Coraggio amici. Lettera aperta agli omosessuali credenti in un momento di difficoltà
Riflessioni di Gianni Geraci, portavoce del Gruppo del Guado – Cristiani Omosessuali Milano
Ho trovato sorprendente il ragionamento con cui il rappresentante della Santa Sede alle Nazioni Unite ha bocciato la proposta europea di una dichiarazione ONU in cui si chiede di depenalizzare l’omosessualità.
Chi infatti sostiene, come monsignor Migliore, l’esistenza di un legame stretto tra la depenalizzazione degli atti omosessuali e il riconoscimento giuridico delle unioni omosessuali, implicitamente ammette che si tratta di due tappe di un unico percorso che non lascia spazio per posizioni intermedie: approvare una dichiarazione che chiede di non punire penalmente gli atti omosessuali (ovvero mettere al primo posto la dignità della persona omosessuale) significa arrivare, prima o poi, al riconoscimento delle coppie di fatto tra persone dello stesso sesso; opporsi al riconoscimento di questo tipo di convivenze implica, secondo il ragionamento proposto da Celestino Migliore, un atteggiamento ostile nei confronti di qualunque forma di condanna di quei paesi che puniscono con il carcere o con la pena di morte, le persone omosessuali.
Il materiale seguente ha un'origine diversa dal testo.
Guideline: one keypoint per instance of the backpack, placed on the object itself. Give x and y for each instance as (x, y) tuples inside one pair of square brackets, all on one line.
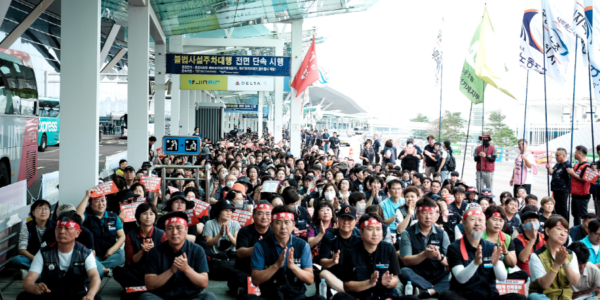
[(451, 163)]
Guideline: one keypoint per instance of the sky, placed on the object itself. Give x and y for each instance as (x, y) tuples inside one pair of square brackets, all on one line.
[(382, 57)]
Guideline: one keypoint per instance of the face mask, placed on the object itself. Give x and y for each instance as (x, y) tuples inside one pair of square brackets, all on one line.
[(329, 196), (531, 226)]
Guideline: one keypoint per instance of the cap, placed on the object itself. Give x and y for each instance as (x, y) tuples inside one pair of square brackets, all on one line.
[(64, 208), (348, 211)]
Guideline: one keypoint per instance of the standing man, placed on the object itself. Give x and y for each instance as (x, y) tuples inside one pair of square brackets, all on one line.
[(68, 268), (430, 162), (423, 252), (376, 147), (560, 181), (485, 156), (326, 140), (282, 272), (580, 188)]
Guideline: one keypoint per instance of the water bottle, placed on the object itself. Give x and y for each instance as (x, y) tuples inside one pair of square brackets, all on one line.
[(323, 288), (408, 289)]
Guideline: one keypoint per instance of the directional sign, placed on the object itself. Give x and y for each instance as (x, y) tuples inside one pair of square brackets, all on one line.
[(182, 145)]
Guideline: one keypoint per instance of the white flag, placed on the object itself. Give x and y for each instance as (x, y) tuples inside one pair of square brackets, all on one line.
[(437, 56), (531, 55), (581, 29), (559, 37)]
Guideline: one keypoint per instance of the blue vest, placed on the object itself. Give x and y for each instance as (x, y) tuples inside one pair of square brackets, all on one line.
[(71, 282), (136, 243), (361, 272), (483, 283), (284, 284), (429, 267), (33, 244), (104, 237)]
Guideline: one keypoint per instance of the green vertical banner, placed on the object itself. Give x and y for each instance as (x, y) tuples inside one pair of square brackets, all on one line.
[(471, 85)]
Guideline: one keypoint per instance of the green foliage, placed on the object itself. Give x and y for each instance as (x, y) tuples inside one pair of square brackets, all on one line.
[(420, 118), (452, 127), (502, 135)]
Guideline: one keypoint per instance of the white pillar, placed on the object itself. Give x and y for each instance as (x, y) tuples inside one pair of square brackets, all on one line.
[(261, 98), (184, 117), (137, 86), (192, 110), (296, 101), (159, 95), (277, 111), (175, 46), (80, 69)]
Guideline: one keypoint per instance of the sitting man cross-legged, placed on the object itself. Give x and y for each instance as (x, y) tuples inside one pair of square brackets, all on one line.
[(475, 263), (177, 269), (281, 272), (68, 269), (422, 250)]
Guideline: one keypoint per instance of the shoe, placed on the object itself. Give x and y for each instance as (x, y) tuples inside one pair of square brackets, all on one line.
[(425, 295)]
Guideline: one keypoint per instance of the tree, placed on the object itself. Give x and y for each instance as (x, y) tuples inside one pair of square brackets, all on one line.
[(420, 118), (452, 126), (502, 136)]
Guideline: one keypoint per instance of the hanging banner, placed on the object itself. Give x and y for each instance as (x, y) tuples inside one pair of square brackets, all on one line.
[(228, 65)]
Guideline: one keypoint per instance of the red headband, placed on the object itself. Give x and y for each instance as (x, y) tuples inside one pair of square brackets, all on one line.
[(175, 220), (473, 212), (69, 224), (370, 222), (264, 206), (426, 208), (289, 216)]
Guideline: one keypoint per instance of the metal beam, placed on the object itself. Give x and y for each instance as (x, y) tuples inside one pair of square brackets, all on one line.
[(156, 28), (111, 64), (24, 25), (110, 39)]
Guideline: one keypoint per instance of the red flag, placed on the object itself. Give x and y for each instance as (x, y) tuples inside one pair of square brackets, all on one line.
[(308, 72)]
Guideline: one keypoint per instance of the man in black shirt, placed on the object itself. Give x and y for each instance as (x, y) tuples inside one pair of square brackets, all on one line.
[(246, 239), (560, 182)]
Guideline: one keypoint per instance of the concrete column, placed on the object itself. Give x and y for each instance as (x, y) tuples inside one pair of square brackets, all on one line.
[(137, 86), (80, 69), (175, 46), (192, 110), (184, 117), (261, 98), (296, 100), (159, 94)]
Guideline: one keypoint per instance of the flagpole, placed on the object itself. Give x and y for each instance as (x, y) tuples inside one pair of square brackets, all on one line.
[(545, 103), (462, 172), (441, 81)]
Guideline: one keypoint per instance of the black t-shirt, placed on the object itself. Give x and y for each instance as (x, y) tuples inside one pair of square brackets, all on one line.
[(247, 238), (428, 161), (560, 177)]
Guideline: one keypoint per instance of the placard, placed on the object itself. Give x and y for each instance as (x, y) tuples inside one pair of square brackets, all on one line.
[(103, 189), (243, 217), (590, 175), (129, 210), (270, 186), (152, 184), (516, 286), (136, 289), (252, 289)]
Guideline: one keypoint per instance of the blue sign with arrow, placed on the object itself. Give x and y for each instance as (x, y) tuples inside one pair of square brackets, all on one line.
[(181, 145)]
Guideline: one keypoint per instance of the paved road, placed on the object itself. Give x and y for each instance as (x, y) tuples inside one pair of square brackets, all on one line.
[(48, 160)]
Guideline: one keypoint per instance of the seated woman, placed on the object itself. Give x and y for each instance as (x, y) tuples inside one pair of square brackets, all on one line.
[(139, 242), (178, 202), (221, 232), (553, 268)]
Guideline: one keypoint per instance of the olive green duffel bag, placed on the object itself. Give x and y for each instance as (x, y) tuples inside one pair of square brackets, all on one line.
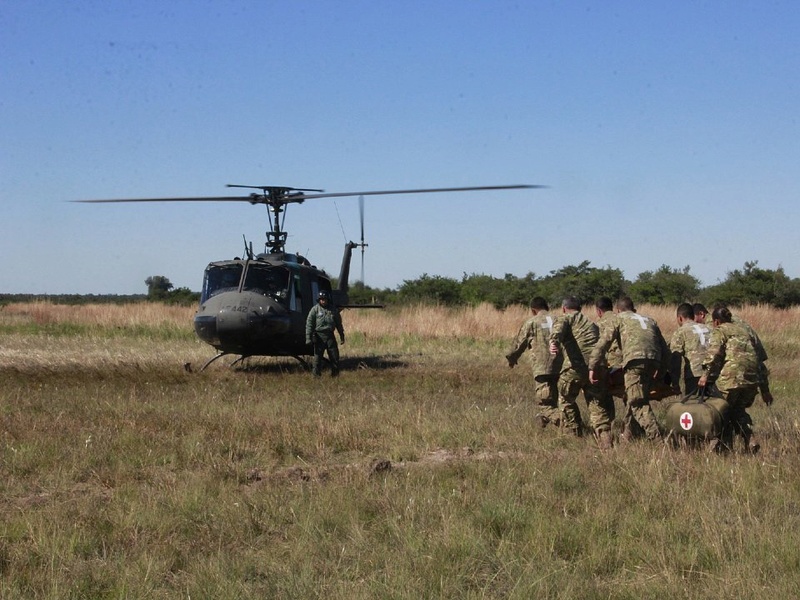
[(698, 416)]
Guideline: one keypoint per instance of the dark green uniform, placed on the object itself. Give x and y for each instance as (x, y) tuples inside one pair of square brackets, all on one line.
[(321, 323)]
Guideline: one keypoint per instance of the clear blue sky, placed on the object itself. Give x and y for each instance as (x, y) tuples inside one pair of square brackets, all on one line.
[(667, 133)]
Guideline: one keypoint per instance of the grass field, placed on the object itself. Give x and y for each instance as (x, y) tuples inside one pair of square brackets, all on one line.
[(416, 474)]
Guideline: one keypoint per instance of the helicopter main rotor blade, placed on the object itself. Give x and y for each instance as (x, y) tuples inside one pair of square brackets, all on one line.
[(423, 191), (210, 199), (291, 195)]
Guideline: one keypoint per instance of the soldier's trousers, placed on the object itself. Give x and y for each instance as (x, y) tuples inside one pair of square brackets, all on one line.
[(326, 343), (570, 383), (738, 422), (638, 380), (546, 395)]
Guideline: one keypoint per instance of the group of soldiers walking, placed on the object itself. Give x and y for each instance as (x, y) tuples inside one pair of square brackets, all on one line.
[(624, 354)]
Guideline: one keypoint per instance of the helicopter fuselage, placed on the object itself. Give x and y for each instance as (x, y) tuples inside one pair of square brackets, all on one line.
[(258, 306)]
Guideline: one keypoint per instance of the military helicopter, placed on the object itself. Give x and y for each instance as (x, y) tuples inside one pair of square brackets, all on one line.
[(257, 305)]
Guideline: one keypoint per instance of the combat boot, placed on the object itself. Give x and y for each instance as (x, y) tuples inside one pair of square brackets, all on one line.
[(541, 420), (604, 440)]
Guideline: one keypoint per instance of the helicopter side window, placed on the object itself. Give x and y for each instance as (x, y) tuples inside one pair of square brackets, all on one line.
[(220, 279), (269, 281), (295, 294)]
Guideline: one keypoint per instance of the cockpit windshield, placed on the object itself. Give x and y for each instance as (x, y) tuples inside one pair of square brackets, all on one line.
[(221, 278), (267, 280)]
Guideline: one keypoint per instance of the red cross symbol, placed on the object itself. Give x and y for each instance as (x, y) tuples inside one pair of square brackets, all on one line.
[(686, 421)]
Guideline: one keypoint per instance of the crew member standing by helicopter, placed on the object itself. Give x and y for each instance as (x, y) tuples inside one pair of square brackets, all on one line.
[(322, 320)]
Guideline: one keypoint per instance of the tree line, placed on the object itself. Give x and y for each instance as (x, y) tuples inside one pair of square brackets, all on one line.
[(666, 285)]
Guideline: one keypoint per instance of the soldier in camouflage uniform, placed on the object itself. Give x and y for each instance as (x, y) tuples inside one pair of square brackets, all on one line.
[(321, 322), (643, 352), (732, 361), (761, 354), (701, 315), (688, 349), (605, 409), (573, 337), (534, 335)]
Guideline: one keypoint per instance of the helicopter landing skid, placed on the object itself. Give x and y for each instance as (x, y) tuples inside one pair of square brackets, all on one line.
[(213, 358), (299, 359), (302, 361)]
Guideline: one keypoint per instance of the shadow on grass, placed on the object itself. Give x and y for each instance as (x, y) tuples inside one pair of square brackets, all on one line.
[(260, 364)]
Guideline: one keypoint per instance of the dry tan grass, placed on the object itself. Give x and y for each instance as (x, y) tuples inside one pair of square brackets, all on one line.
[(419, 474), (103, 315)]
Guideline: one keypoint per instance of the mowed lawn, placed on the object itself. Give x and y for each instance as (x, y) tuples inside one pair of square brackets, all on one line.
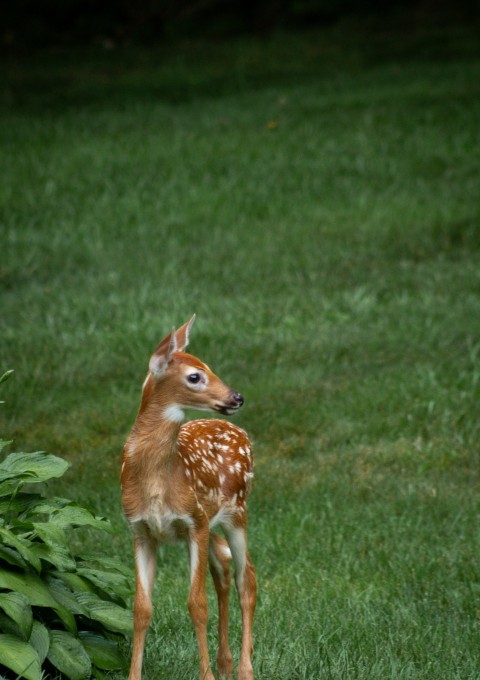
[(315, 199)]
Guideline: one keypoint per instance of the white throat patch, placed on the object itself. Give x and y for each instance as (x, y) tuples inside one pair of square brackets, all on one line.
[(174, 412)]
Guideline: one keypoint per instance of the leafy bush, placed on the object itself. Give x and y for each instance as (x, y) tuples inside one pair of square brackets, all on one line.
[(56, 608)]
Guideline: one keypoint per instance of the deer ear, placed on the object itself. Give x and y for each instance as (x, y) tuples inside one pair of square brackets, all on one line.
[(163, 354), (183, 334)]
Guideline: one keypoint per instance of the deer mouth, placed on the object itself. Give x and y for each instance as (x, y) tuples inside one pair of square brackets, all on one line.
[(226, 410)]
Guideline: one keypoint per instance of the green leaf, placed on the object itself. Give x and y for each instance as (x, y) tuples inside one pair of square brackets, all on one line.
[(20, 657), (20, 503), (64, 595), (68, 655), (105, 654), (37, 593), (76, 516), (110, 563), (8, 625), (40, 640), (58, 555), (17, 607), (4, 442), (23, 546), (11, 556), (74, 582), (6, 375), (32, 467), (110, 615), (108, 581)]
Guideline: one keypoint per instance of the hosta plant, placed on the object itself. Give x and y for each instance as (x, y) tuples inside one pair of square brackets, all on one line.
[(60, 613)]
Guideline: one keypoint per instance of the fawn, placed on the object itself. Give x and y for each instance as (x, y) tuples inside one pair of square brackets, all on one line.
[(181, 481)]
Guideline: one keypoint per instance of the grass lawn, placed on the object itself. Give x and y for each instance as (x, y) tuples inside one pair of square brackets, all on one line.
[(315, 199)]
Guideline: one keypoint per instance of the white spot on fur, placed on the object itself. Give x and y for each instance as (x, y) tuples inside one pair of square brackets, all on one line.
[(174, 413)]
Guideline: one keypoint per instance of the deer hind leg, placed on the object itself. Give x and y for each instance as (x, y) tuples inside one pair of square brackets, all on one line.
[(197, 599), (145, 563), (219, 557), (246, 584)]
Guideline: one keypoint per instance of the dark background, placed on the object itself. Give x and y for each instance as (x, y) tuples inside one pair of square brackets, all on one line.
[(30, 24)]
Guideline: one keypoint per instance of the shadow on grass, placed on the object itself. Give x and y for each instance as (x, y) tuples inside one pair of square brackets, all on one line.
[(192, 69)]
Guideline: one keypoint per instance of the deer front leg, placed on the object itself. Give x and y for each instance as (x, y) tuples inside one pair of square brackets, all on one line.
[(246, 584), (219, 559), (197, 599), (145, 564)]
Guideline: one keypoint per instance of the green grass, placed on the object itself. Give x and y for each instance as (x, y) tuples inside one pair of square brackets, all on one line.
[(333, 260)]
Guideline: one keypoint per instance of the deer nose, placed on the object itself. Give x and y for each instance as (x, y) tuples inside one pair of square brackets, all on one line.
[(238, 399)]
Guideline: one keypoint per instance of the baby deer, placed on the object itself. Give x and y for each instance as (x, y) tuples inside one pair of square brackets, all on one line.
[(181, 481)]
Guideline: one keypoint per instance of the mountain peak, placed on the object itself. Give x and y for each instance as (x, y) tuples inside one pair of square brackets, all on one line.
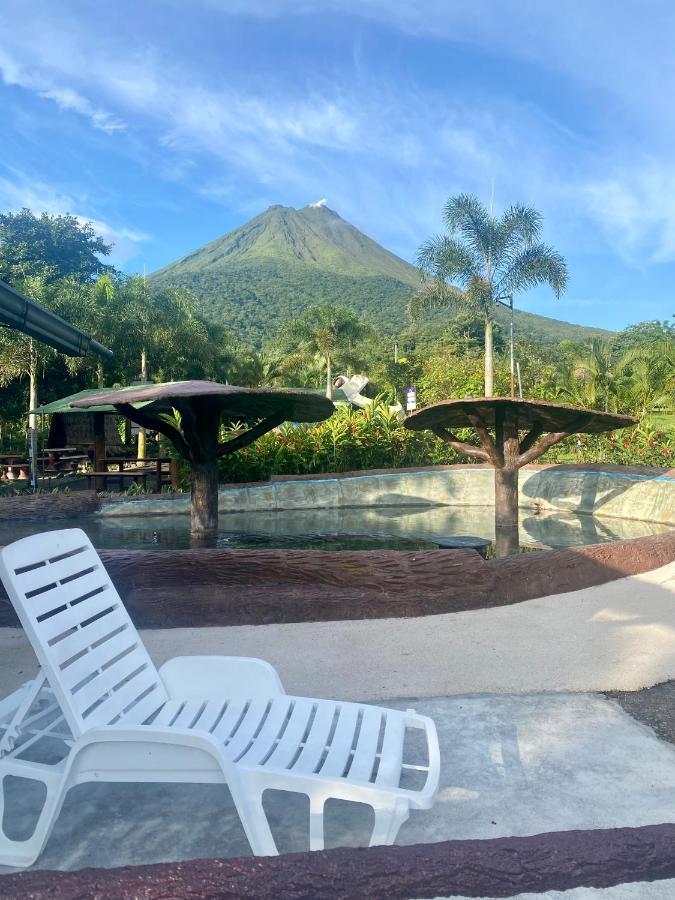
[(274, 266)]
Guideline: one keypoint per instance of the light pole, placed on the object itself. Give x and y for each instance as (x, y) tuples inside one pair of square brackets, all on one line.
[(509, 305)]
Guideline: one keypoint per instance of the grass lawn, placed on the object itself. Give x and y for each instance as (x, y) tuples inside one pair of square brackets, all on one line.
[(663, 421)]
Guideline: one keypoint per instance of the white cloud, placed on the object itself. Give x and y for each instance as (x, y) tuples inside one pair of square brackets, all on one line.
[(66, 98), (635, 207), (20, 190)]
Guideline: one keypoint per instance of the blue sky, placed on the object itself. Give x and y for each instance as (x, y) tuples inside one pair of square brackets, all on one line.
[(168, 123)]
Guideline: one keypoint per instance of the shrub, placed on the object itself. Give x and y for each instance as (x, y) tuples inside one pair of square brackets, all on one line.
[(373, 438)]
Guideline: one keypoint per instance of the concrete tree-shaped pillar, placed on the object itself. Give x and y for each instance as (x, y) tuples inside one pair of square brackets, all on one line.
[(189, 414), (512, 433)]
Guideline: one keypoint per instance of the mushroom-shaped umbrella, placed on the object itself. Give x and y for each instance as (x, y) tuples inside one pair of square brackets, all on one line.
[(512, 433), (189, 414)]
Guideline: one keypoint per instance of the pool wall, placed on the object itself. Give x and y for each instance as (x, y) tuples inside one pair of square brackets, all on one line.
[(607, 491)]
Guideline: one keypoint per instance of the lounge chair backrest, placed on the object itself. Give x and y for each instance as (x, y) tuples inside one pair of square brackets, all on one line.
[(80, 630)]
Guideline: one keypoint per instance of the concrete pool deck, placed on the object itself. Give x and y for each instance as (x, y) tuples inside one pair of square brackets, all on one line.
[(512, 765), (616, 636), (521, 753)]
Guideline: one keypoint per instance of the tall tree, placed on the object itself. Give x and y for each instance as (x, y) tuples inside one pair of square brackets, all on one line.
[(49, 247), (330, 332), (482, 260)]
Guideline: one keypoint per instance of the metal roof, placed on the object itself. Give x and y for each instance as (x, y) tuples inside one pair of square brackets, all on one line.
[(25, 315)]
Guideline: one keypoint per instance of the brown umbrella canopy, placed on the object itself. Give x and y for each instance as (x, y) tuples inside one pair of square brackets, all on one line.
[(524, 414), (234, 402), (512, 433), (195, 432)]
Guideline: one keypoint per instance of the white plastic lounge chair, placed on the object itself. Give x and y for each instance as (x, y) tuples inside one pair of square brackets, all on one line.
[(198, 719)]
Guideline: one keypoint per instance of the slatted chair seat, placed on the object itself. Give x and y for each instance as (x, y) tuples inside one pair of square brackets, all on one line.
[(296, 736), (197, 719)]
Ho trovato sorprendente questo ragionamento perché divide le nazioni in due gruppi: da una parte stanno quelle che scelgono di mettere al primo posto la persona e la sua dignità, dall’altra quelle che subordinano questo primato ad altri principi ritenuti più importanti (quali l’affermazione di una determinata morale, l’osservanza di una tradizione non modificabile, una lettura fondamentalista dei testi su cui questa tradizione si fonda); da una parte ci sono i paesi europei, con i loro duemila anni di storia cristiana alle spalle, una storia che ha permesso il fiorire di fenomeni culturali importanti, come la teologia scolastica, l’umanesimo, la nascita del metodo scientifico e l’illuminismo, dall’altra ci sono i paesi che rifiutano di fare i conti con le ricadute che queste straordinarie avventure del pensiero hanno avuto nella società e nella giurisprudenza; da un lato ci sono paesi come la Francia o la Germania, dall’altro ci sono stati come l’Iran, l’Arabia Saudita e, spiace dirlo, il Vaticano.
Da persona omosessuale che ha provato orrore quando ha visto i filmati che riprendevano l’esecuzione di alcuni giovani omosessuali in Iran e da credente che vede nella Chiesa cattolica la madre che l’ha generato alla Fede cristiana, non posso non provare un certo sconcerto.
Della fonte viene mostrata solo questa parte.